What Baby Names Say About America

“Emma” rules the West Coast, while “Liam” reigns supreme in the American Midwest.

In the southeastern part of the United States, parents prefer the name “William” for boys and “Ava” for girls, according to the U.S. Social Security Administration, which compiled a list of 2018’s most popular baby names.

At the top of the list nationwide are “Liam” for boys (for the second year) and “Emma” for girls (continuing a 5-year streak). The names “Noah” and “Olivia” come in second.

While naming a child might feel like one of the most personal decisions a person can make, that choice is often heavily influenced by outside forces.

“Names say more about the parents than the kids,” Jonah Berger, a marketing professor at the University of Pennsylvania’s Wharton School, told VOA in an email. “How unique parents want to be, where in the country they were when the child was born, and what influences around them shape their lives.”

Today’s digital media-saturated world means new parents are exposed to a much broader range of potential baby names than ever before. They might be influenced by celebrities or characters from movies and television shows.

For example, the name “Arya,” from a beloved character on the “Game of Thrones” television series, ranked 119th on the list, well ahead of traditional names like “Angela” (264), “Jennifer” (345) and “Alexis” (179).

“Khaleesi,” another iconic character from the hit show, was the 549th most popular name for newborn girls, beating names like “Lisa” (891), “Christine” (926) and “Anne” (599).

“Increasingly, parents may feel that they want to — and are able to — make their own choices about forenames for their children in an expression of their sense of their own individuality and the desire to endow a distinctive and unique individuality in their children as they grow up,” sociologist Jane Pilcher, an associate professor at Nottingham Trent University in England, told VOA via email.

She refers to names as “workhorses” because they can reveal significant information about a person. But that can also have a downside.

“A forename can tell us about a person’s sex and gender, ethnicity and nationality, social class and cohort,” Pilcher says. “These social identities, unfortunately, are each linked to discrimination and inequality. So, a forename can very much impact upon a person’s experiences and opportunities.”

A 2012 study found that when science faculty from research universities were given identical applications for a laboratory manager position, they rated candidates named “John” more highly than candidates named “Jennifer.”
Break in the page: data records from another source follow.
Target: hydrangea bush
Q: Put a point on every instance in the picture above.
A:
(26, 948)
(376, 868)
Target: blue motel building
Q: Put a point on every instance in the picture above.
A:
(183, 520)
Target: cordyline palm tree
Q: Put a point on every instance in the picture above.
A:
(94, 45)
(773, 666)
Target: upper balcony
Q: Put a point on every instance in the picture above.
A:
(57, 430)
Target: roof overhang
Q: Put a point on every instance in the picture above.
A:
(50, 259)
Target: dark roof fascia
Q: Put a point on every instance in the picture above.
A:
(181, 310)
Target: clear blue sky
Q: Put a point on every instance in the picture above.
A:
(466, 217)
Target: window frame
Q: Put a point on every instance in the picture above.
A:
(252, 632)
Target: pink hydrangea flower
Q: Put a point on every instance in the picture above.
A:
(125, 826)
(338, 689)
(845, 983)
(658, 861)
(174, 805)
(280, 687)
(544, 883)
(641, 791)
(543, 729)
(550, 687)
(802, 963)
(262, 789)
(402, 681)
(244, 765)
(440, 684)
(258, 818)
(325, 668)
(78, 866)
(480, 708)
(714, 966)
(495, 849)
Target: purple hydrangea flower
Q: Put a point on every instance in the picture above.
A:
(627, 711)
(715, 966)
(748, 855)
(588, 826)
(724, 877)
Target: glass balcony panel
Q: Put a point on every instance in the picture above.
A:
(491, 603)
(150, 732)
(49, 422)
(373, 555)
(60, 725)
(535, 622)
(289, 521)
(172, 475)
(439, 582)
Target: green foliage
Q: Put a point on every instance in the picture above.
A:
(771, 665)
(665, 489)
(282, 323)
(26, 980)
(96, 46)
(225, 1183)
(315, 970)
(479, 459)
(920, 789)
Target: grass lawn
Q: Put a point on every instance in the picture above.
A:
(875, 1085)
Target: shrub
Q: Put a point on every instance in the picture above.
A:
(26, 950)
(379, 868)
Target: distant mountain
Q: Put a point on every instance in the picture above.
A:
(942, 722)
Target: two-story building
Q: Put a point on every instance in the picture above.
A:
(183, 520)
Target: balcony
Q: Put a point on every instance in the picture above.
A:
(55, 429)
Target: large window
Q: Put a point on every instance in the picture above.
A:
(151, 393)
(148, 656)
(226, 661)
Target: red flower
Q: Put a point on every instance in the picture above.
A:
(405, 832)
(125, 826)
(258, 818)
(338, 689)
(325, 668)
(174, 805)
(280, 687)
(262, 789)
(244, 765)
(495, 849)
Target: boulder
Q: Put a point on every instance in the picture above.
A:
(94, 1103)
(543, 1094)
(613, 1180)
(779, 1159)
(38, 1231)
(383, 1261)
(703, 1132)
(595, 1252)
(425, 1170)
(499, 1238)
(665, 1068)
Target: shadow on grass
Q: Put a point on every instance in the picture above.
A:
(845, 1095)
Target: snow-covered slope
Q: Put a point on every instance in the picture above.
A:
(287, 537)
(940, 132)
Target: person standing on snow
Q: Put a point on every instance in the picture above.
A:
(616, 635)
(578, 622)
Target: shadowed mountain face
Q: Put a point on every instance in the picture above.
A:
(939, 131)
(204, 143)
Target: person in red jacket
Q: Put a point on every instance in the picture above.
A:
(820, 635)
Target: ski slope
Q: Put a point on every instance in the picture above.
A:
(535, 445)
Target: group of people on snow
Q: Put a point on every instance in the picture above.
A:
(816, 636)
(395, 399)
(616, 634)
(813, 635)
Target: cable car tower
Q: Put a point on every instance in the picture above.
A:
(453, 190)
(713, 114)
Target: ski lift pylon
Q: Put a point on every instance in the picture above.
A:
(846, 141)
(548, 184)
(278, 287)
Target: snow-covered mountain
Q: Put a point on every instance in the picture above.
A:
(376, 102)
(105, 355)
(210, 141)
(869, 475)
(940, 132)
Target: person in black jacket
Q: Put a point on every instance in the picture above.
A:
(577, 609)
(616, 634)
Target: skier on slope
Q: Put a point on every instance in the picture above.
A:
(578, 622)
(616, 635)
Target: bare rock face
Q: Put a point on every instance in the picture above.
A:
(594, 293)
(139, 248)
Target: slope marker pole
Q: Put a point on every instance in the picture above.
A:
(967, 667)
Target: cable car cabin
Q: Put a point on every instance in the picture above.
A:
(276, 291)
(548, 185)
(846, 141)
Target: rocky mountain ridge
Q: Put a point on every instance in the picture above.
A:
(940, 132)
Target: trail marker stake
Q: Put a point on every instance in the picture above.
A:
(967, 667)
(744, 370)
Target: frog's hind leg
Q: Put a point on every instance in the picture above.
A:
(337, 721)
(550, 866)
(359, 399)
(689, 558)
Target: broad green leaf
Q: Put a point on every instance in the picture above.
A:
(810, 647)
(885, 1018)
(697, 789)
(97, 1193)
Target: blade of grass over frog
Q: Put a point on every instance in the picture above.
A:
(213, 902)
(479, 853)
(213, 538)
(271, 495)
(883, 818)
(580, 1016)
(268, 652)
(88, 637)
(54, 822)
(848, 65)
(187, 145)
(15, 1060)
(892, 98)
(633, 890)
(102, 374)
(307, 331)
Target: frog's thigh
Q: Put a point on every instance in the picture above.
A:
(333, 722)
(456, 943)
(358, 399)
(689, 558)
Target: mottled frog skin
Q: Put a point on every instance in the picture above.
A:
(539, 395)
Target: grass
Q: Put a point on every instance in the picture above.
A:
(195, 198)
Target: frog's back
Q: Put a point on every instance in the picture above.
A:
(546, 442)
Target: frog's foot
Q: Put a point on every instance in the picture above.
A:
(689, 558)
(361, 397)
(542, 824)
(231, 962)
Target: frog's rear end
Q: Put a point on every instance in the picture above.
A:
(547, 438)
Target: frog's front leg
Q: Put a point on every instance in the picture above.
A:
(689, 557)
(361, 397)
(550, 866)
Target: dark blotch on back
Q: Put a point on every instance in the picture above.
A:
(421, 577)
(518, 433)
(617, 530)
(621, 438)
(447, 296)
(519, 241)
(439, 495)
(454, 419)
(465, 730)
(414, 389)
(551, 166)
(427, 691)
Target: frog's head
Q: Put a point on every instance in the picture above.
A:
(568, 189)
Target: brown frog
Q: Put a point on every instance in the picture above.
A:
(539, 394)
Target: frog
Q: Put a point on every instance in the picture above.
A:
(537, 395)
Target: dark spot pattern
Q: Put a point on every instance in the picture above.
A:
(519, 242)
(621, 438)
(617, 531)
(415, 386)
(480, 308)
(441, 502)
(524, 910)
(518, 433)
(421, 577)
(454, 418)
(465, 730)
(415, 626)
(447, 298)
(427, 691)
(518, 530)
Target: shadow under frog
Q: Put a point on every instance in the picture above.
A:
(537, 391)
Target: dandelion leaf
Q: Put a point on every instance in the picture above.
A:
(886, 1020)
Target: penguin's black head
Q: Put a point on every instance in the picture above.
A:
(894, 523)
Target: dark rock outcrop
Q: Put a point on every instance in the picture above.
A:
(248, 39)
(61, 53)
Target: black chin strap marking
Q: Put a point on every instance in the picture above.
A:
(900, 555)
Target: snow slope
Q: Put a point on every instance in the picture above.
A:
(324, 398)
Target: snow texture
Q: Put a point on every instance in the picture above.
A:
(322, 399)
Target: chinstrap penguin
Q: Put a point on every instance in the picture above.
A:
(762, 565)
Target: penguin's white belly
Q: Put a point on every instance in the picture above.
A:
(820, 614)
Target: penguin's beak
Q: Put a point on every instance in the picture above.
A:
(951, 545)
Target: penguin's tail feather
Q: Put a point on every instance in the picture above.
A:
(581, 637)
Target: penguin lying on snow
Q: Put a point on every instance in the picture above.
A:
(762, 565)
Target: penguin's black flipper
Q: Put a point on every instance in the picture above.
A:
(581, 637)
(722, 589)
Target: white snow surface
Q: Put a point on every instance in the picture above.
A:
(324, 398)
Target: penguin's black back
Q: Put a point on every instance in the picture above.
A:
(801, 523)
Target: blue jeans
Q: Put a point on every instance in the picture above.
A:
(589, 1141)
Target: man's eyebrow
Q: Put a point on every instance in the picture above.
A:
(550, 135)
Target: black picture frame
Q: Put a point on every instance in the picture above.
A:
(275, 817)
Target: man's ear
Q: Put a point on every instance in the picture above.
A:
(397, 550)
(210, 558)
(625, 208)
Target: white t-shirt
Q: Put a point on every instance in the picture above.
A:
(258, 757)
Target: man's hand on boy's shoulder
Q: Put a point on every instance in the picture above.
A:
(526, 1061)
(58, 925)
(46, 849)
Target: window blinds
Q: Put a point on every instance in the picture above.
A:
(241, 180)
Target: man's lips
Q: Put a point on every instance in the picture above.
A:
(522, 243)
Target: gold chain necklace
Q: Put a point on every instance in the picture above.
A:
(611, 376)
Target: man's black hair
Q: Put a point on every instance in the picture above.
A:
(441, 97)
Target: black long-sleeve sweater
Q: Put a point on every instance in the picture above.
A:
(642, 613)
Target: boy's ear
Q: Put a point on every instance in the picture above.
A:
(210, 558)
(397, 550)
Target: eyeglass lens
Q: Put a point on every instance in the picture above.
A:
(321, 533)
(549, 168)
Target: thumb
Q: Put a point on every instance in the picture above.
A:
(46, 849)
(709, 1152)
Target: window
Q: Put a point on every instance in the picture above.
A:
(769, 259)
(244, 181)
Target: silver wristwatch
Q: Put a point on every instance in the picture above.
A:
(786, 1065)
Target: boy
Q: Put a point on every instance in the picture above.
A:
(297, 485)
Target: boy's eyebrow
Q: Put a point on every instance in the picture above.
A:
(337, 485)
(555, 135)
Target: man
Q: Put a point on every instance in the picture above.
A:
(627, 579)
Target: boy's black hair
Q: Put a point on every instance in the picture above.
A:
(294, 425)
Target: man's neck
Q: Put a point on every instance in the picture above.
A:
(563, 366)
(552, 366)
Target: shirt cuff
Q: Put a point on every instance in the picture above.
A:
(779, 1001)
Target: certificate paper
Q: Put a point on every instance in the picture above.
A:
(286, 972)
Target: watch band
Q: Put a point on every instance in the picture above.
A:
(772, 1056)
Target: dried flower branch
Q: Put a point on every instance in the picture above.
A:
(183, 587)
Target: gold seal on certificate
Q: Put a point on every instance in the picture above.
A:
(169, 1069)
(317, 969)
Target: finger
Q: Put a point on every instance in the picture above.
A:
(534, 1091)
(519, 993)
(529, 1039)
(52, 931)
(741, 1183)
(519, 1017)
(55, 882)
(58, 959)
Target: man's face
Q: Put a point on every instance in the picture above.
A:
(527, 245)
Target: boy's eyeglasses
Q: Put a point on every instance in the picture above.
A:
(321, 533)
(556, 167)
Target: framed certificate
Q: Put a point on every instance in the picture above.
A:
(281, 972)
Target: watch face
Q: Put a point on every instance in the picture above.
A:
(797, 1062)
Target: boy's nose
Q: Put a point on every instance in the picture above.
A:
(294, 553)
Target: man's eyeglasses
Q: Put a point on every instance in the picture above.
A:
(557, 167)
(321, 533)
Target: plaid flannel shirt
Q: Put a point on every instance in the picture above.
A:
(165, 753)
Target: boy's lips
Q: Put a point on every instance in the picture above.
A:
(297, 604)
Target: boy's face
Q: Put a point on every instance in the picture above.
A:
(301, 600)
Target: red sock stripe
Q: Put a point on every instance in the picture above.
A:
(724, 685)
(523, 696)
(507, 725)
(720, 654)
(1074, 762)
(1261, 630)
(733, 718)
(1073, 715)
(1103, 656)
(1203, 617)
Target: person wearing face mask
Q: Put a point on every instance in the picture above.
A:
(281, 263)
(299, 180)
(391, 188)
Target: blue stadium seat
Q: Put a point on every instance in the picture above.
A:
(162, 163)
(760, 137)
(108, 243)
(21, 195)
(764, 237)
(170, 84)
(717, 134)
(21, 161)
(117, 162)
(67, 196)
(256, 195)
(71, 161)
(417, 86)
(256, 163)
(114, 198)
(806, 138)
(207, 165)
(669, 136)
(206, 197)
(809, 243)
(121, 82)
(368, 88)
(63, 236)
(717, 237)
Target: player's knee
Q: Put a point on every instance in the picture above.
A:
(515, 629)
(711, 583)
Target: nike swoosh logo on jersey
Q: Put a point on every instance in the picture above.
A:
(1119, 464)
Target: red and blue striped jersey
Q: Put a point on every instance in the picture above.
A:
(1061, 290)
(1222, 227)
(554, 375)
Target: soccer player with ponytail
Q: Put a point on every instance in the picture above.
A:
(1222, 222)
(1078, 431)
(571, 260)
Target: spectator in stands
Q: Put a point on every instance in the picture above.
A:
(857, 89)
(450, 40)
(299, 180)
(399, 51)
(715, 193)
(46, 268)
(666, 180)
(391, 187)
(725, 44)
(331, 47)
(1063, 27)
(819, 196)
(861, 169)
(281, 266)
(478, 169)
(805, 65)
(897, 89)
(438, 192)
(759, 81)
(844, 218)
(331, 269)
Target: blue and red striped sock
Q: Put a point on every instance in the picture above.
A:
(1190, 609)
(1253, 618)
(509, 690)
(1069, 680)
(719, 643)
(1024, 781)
A person’s name often reflects their culture, and is a marker of when and where they lived, and of the prevailing social trends at the time of their birth.

Berger found that names starting with “K” became more popular after Hurricane Katrina caused catastrophic damage in New Orleans in 2005. Parents heard the name on the news so often, that its sounds or syllables became more familiar and therefore more appealing.

“Names are more likely to become popular when other, similar names have been popular recently. So, if ‘Katy’ and ‘Katherine’ have been popular, other names that start with a hard ‘K’ like ‘Kevin’ are more likely to take off,” says Berger. “Hearing a name more often makes people like it more, but if something is too popular, people avoid it.”

So, ultimately parents look for the comfort of familiarity, while also searching for a name that stands out.

American-born Meghan Markle and her husband, Prince Harry, recently named their son Archie, a name which ranked 992nd in the U.S. in 2018. It remains to be seen if that royal seal of approval will influence Archie’s U.S. popularity in 2019.